Плечи знатной барыни украшены были драгоценностями.
Долг
Молодой промысловец занял у Маркела денег наперехватку. Отдавать явился, а Маркел в море ушел. Так и побежало время: то Маркела на берегу нет, то у должника денег нет.
Оба встретились на Новой Земле. Хотя в разных избах, да в одном становище зимовали две артели. Маркел говорит:
— Что уж, парень, ни разу меня не окликнул?
Парень снял шапку:
— Не смею и глядеть на тебя, осударь. Должен тебе.
Маркел говорит:
— Провались концом! Какие меж нас долги?
— Хотя бы работой какой отработать дозволили, Маркел Иванович…
Маркел говорит:
— Ладно. Всякий вечер приходи в нашу избу. Дела найдутся.

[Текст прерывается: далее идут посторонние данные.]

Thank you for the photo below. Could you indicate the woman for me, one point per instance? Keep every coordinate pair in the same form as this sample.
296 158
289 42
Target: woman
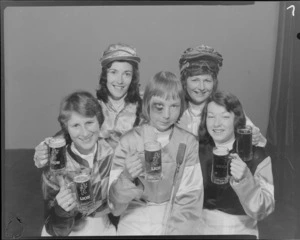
235 207
142 205
80 118
199 69
118 95
118 91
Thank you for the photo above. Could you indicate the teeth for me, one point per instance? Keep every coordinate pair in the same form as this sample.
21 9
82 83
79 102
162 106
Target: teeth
119 87
218 130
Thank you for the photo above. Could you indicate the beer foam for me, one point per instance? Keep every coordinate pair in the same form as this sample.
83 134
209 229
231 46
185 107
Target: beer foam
57 142
152 146
81 178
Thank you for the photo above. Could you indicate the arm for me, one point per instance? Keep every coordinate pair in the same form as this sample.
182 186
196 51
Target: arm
257 138
256 193
59 221
188 203
41 154
123 186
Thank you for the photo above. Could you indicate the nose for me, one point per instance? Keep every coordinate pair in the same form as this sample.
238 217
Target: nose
217 122
201 85
120 79
166 113
84 131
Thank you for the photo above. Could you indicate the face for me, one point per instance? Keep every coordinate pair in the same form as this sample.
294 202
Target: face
119 77
199 87
220 123
84 132
164 113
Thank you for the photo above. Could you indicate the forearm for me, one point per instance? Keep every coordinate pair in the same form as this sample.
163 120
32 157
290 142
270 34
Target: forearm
256 193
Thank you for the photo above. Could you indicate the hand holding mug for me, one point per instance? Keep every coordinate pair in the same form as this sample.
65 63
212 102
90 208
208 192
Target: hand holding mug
256 135
41 154
133 166
238 168
66 199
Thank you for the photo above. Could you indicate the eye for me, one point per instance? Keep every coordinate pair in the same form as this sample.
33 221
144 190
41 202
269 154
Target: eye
128 74
112 71
208 80
158 106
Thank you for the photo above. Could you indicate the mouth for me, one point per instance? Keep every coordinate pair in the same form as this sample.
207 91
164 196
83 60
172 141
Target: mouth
87 139
199 92
118 87
218 131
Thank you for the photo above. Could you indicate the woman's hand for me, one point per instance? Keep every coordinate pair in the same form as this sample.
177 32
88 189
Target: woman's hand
133 166
256 135
41 154
238 168
66 199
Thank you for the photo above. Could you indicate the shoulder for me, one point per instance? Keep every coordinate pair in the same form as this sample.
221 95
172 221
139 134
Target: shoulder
184 134
104 148
131 107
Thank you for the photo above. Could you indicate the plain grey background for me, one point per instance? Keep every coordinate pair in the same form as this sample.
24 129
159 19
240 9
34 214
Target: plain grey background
51 51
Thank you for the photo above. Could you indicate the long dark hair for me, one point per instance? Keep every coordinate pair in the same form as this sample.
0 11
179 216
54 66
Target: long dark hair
205 65
81 102
231 103
133 93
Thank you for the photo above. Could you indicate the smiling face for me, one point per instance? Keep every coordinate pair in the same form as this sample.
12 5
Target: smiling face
84 132
220 123
119 77
199 88
164 113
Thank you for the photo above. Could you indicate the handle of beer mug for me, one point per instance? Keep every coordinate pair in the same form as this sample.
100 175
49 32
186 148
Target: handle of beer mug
228 164
141 156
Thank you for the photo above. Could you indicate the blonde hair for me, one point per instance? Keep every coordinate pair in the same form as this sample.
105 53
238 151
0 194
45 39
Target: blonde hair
166 85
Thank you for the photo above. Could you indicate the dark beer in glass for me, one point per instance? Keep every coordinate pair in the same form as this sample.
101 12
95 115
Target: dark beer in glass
153 169
57 157
244 143
84 192
220 165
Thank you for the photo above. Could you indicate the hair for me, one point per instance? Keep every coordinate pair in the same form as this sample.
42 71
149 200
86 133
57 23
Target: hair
202 66
231 103
81 102
166 85
133 93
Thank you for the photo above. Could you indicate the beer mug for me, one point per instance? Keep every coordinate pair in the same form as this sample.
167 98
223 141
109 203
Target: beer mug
81 185
57 158
220 165
244 143
153 168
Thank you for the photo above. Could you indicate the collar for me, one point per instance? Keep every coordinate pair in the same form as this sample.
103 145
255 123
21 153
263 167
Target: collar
85 160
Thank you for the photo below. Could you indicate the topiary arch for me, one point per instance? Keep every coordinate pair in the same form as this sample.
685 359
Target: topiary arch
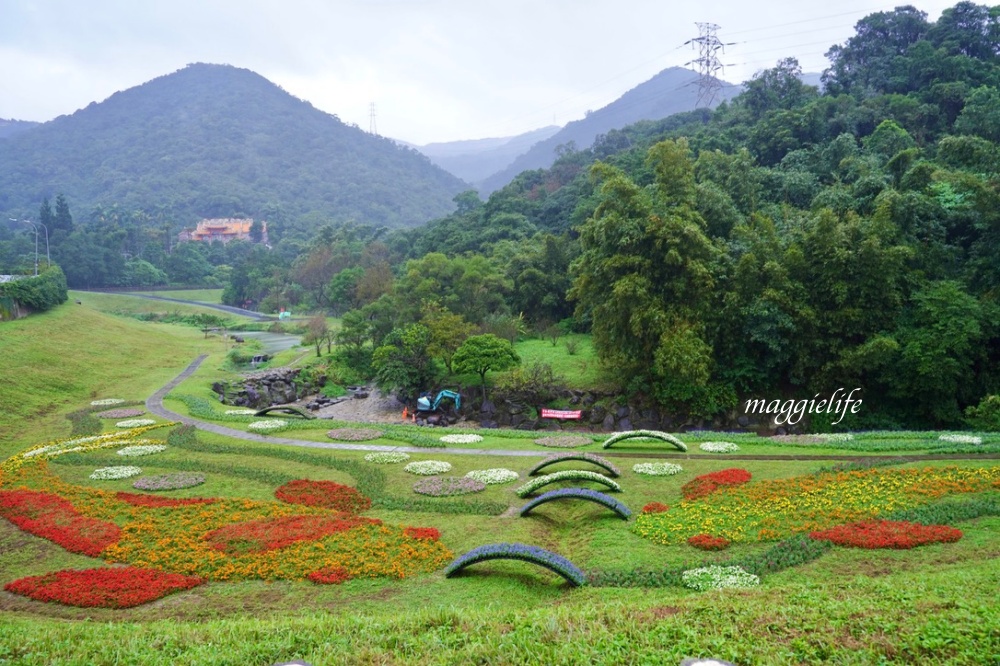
518 551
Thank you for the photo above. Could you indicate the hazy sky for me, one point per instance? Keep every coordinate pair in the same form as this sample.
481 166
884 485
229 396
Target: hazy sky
436 70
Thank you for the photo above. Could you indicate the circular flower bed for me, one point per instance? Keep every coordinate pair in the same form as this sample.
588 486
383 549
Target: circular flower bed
123 413
427 467
267 426
141 450
718 447
354 434
494 476
174 481
326 494
718 578
387 457
657 469
461 439
446 486
115 473
106 402
565 442
134 423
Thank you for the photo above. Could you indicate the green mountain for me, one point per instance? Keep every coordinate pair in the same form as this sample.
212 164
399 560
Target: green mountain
216 141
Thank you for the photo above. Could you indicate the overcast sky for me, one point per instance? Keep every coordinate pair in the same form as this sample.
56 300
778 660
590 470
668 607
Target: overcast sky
436 70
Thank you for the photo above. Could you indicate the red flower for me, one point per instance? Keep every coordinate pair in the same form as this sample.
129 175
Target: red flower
122 587
887 534
708 542
53 518
325 494
706 484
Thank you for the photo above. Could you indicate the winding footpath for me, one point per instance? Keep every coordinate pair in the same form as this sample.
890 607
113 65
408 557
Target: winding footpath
154 404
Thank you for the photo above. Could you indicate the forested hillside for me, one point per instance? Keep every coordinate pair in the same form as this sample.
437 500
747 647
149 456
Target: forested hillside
217 141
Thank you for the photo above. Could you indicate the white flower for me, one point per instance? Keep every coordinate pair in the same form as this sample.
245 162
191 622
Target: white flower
461 439
494 476
134 423
141 449
657 469
428 467
719 447
113 473
387 457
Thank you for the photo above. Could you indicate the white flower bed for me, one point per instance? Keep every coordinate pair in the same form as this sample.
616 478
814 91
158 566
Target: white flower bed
428 467
141 450
461 439
494 476
106 401
134 423
961 439
114 473
719 447
267 426
657 469
387 457
718 578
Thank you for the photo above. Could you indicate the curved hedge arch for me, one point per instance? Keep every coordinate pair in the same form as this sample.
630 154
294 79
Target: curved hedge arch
655 434
579 493
568 475
603 463
519 551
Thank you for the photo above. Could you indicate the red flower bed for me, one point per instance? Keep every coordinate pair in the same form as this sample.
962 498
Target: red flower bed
706 484
51 517
123 587
326 494
887 534
708 542
138 499
431 533
258 536
329 575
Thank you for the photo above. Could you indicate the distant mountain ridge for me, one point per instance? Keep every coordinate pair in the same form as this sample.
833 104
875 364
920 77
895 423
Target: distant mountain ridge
218 141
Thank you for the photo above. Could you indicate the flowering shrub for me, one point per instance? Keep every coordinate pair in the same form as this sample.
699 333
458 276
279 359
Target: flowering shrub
719 447
142 450
119 587
461 439
329 575
657 469
961 439
718 578
446 486
267 426
174 481
706 484
51 517
272 533
708 542
899 535
387 457
427 467
134 423
519 551
326 494
603 463
496 476
115 473
654 434
569 475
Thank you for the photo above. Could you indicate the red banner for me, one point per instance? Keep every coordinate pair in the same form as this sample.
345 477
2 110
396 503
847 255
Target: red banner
561 414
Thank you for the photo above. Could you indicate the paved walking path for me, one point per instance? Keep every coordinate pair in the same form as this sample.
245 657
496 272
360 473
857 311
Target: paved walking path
155 406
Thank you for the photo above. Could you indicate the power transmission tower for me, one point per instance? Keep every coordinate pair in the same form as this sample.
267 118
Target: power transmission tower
709 45
372 129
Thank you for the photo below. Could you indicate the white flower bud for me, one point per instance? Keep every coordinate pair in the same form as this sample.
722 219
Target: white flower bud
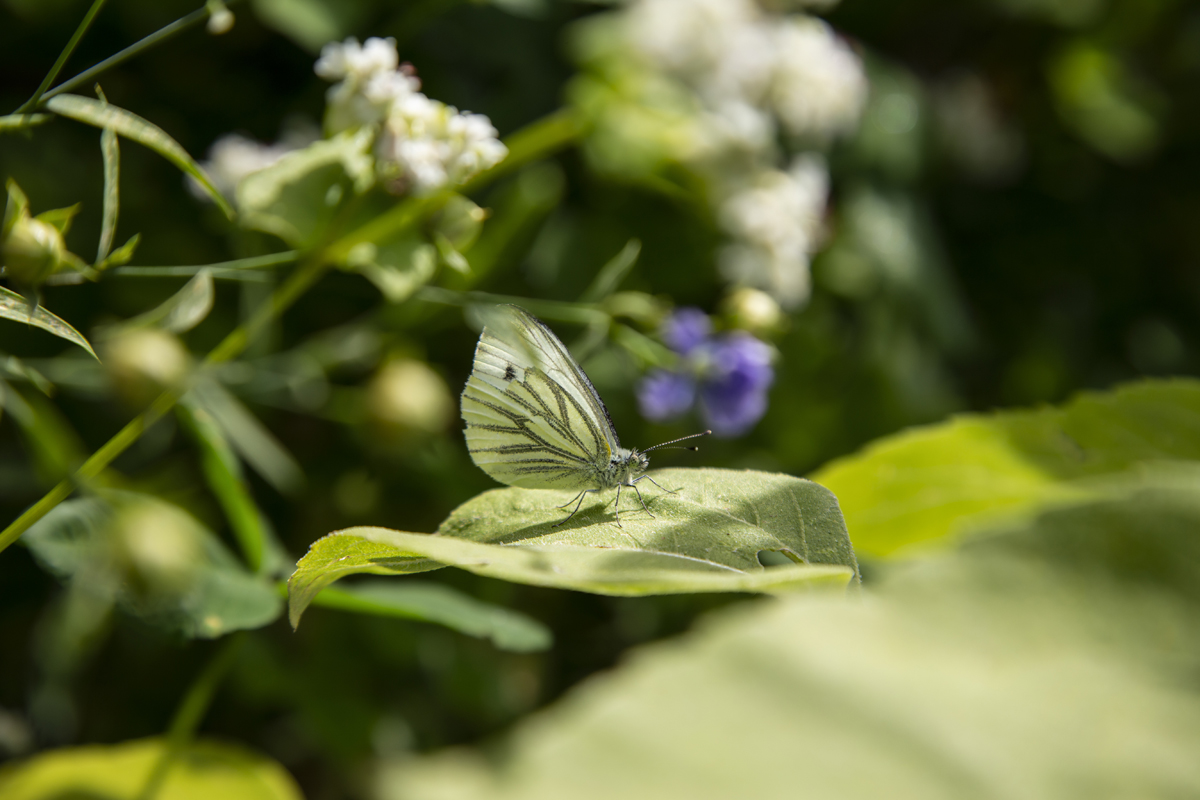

На зимовьях народ поужинают да повалятся. Должник пришел к Маркелу. Маркел не спит, живет у книги при огне. Книга — азбука, писана и рисована художной ушаковской рукой. Маркел стал показывать гостю буквы. Часа два учились. Во столько-то недель детина понял все «азы» и «буки». Когда полная тьма накрыла Новую Землю, ученик вытвердил титла.
Время катится, дни торопятся, — сколько парень радуется науке, столько тревожится: «Когда же я начну долг отрабатывать?»
Когда свет завременился над Новой Землей, паря читал по складам. При конце зимы читал по толкам. Наконец стал с пением говорить по книгам четкого Маркелова письма.
Маркел говорит:
— Ну, друг, дошла промышленная пора. Но ты всякий день урви хоть малый час для книжного чтения.
Ученик возопил:
— Благодарствую, Маркел Иванович! Ты мне бесценное добро доспел — книгам выучил. Но когда я долг-то буду отрабатывать?
Маркел говорит:
— Сколько ты должен?
— Без двух гривен пять рублей.
Маркел говорит:
— Пускай так. Теперь считай: буквы ты учил — трудился. Значит, из твоего долга сорок алтын долой, титла изучил — другие сорок алтын из долга вон. По толкам ты читал усердно — остальных сорок алтын отработал. Ты за эту зиму, дитя, сполна твой долг отработал. И больше ты мне ни о каких долгах не смей поминать.
Понятие об учтивости
Деревня Лодьма[6] славна была изготовлением изящных корабельных моделей. Здесь подолгу живал Маркел Ушаков.